Annual influenza vaccination for individuals over 65 years of age is widely recommended.
Educational objective: Review pulmonary manifestation of SLE.
Systemic lupus erythematosus (SLE) is a disease that affects virtually all organ systems. Several different patterns of pulmonary involvement are recognized. Most common is pleuritis, which may be seen in up to 45% of patients with SLE. Pleural effusion is seen in concert with pleuritis, but only in about 20% of patients. Cough is often mentioned as a feature of pulmonary involvement of SLE, but it appears that cough is most often caused by upper respiratory infections.
Full-blown pneumonitis is relatively rare (1-12%), presents with a clinical picture of pneumonia (even with pulmonary infiltrates), but shows no apparent infection, and pathogens cannot be isolated.
Chronic pneumonitis (fibrosing) appears to follow acute pneumonitis in some patients (usually those with longstanding lupus, and those with anti-Ro antibodies appear to be more prone to develop chronic pneumonitis).
Pulmonary hypertension is a rare complication in SLE and is more commonly associated with Scleroderma, mixed connective tissue disease, and rheumatoid arthritis.

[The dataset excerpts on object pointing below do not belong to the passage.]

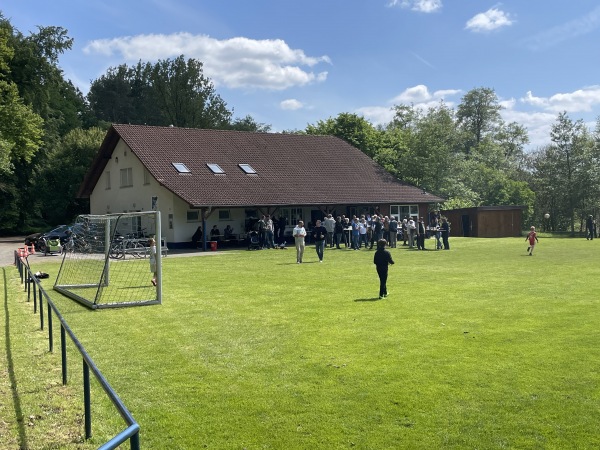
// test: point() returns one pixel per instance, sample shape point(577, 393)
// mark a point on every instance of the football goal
point(113, 260)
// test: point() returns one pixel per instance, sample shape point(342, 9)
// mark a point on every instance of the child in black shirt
point(382, 259)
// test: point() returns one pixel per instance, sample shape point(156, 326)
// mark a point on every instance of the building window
point(193, 216)
point(127, 177)
point(292, 215)
point(215, 168)
point(247, 168)
point(404, 211)
point(181, 168)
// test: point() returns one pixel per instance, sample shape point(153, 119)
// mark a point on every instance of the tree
point(568, 138)
point(352, 128)
point(170, 92)
point(60, 179)
point(249, 124)
point(478, 114)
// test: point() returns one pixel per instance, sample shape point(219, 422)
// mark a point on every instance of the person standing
point(589, 226)
point(355, 233)
point(282, 224)
point(410, 228)
point(152, 244)
point(329, 223)
point(362, 231)
point(393, 229)
point(299, 234)
point(270, 230)
point(421, 234)
point(338, 232)
point(445, 233)
point(532, 238)
point(319, 235)
point(382, 260)
point(262, 225)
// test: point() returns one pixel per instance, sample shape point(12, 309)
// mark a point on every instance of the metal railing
point(132, 432)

Educational objective: Emphasize clinical features of patients whose asthma is associated with gastroesophageal reflux disease.

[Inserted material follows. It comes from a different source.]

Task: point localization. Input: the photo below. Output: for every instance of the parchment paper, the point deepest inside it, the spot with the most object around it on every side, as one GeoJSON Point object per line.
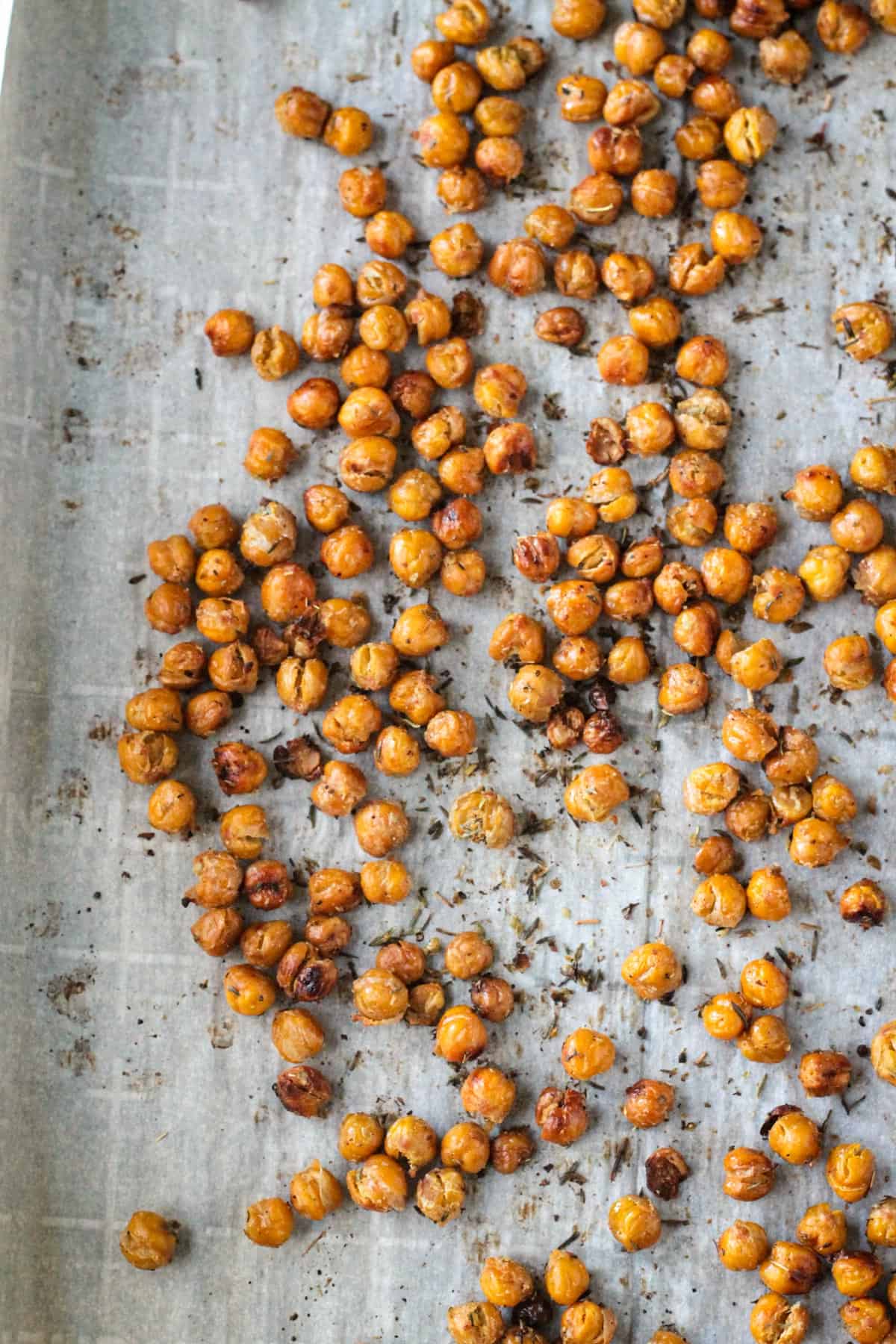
{"type": "Point", "coordinates": [144, 184]}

Gastroesophageal reflux disease (GERD) should be considered as a potentially important contributing factor in any patient with poorly controlled asthma. In a majority of these patients reflux can be diagnosed by measurement of esophageal pH testing. However, only a minority of patients will have significant GERD symptoms.
Patients who are most likely to benefit from antireflux therapy are those who have significant nocturnal asthma and symptomatic GERD. These patients should be started on either an H2-blocker or a proton pump inhibitor and instructed in conservative management of GERD. Patients who are currently on theophylline may benefit from lowering the dose to diminish blood level and thus diminish the detrimental effect on lower esophageal sphincter function.
The odds are that a upper lobe cavitary lesion is TB until proven otherwise. Always go with your first guess!!